Sebidang tanah hutan rimba dibuat subur—dan dalam prosesnya, pohon-pohon
kebanggaan dijatuhkan, apapun ilalang yang mungkin tumbuh didalam
jiwa-jiwa semuanya dicabut, dan karenanya tanah dipersiapkan sehinga
roti bagi tubuh dan jiwa bisa berkembang.[13] Apakah kita tidak melihat
sekali lagi, dalam terang sejarah saat ini, bahwa tidak ada tatanan
dunia positif yang dapat makmur dimana jiwa-jiwa terlalu matang?
Transformasi atas harapan-iman Kristen di jaman modern
16. Bagaimana berkembangnya
gagasan bahwa pesan Yesus adalah [sebuah] individualistik sempit dan
ditujukan hanya kepada tiap-tiap orang? Bagaimana kita tiba pada
penafsiran [bahwa] "keselamatan jiwa" merupakan suatu pelarian dari
tanggungjawab bagi kesemuanya, dan bagaimana kita memikirkan [bahwa]
proyek Kristen [adalah] suatu pencarian egois untuk keselamatan yang
menolak gagasan akan pelayanan kepada yang lain? Untuk menemukan jawaban
atas ini kita harus melihat pada pondasi-pondasi dari jaman modern. Hal
ini nampak cukup jelas dalam pemikiran Francis Bacon. Melalui
ditemukannya Amerika [sebagai benua baru] dan pencapaian-pencapaian
tekhnis baru yang membuat perkembangan ini mungkin, suatu era telah
muncul, dan ini takterpungkiri. Tapi apa dasar dari era baru ini? [Dasar
tersebut] adalah korelasi baru akan eksperimen dan metode yang
memampukan manusia untuk tiba pada penafsiran akan alam yang sesuai
dengan hukum-hukumnya dan pada akhirnya mencapai "kejayaan dari seni
atas alam" (victoria cursus artis super naturam). [14] Hal baru dan
asing ini—menurut visi Bacon—terletak dalam sebuah korelasi baru antara
ilmu pengetahuan [science] dan praxis ["praxis" = "cara atau metode
untuk melakukan sesuatu yang diterima khalayak"]. Hal ini juga memberi
aplikasi teologis: korelasi baru antara ilmu pengetahuan dan praxis akan
berarti bahwa dominasi atas ciptaan—[yang] diberikan kepada manusia
oleh Allah dan hilang melalui dosa asal—akan dibuat kembali.[15]

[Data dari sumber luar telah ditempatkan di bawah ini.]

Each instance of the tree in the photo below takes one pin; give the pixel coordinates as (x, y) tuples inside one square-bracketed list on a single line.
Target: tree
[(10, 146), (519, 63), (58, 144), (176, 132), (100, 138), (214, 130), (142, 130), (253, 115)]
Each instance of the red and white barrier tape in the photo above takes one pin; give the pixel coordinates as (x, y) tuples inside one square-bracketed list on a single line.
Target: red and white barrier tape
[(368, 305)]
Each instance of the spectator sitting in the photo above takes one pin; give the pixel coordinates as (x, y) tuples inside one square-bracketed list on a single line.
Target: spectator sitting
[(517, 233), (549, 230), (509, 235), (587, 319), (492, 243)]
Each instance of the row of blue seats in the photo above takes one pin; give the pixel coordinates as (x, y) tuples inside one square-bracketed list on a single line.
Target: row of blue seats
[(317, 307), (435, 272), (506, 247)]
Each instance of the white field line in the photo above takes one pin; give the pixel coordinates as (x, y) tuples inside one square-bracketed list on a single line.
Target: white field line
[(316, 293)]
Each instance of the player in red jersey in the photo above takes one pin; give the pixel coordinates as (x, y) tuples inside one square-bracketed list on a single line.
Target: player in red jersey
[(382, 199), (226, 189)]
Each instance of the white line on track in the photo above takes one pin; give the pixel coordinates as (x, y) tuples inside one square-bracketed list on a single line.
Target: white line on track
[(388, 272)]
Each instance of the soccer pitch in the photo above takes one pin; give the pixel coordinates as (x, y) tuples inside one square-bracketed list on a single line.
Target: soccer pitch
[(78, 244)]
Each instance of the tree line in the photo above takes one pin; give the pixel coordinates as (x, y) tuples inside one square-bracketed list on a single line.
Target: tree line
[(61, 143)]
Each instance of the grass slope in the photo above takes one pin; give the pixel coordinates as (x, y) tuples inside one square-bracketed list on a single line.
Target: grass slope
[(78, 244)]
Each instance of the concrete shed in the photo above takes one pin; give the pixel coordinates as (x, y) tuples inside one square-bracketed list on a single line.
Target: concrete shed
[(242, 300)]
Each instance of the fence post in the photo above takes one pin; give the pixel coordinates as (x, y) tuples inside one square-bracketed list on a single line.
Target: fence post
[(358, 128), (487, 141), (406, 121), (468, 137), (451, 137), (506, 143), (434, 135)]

17. Siapapun yang membaca dan
bercermin pada pernyataan-pernyataan ini dengan penuh perhatian akan
menyadari bahwa sebuah langkah yang [cukup] mengganggu telah diambil:
sampai saat itu [ie. saat pembuatan kembali dominasi atas ciptaan karena
adanya korelasi baru antara ilmu pengetahuan dan praxis], pemulihan
kembali atas apa yang dihilangkan manusia melalui pengusiran [manusia]
dari Firdaus diharapkan dari iman dalam Yesus Kristus: disinilah
terletak "penebusan". Nah, "penebusan" ini, [yaitu] pemulihan "Firdaus"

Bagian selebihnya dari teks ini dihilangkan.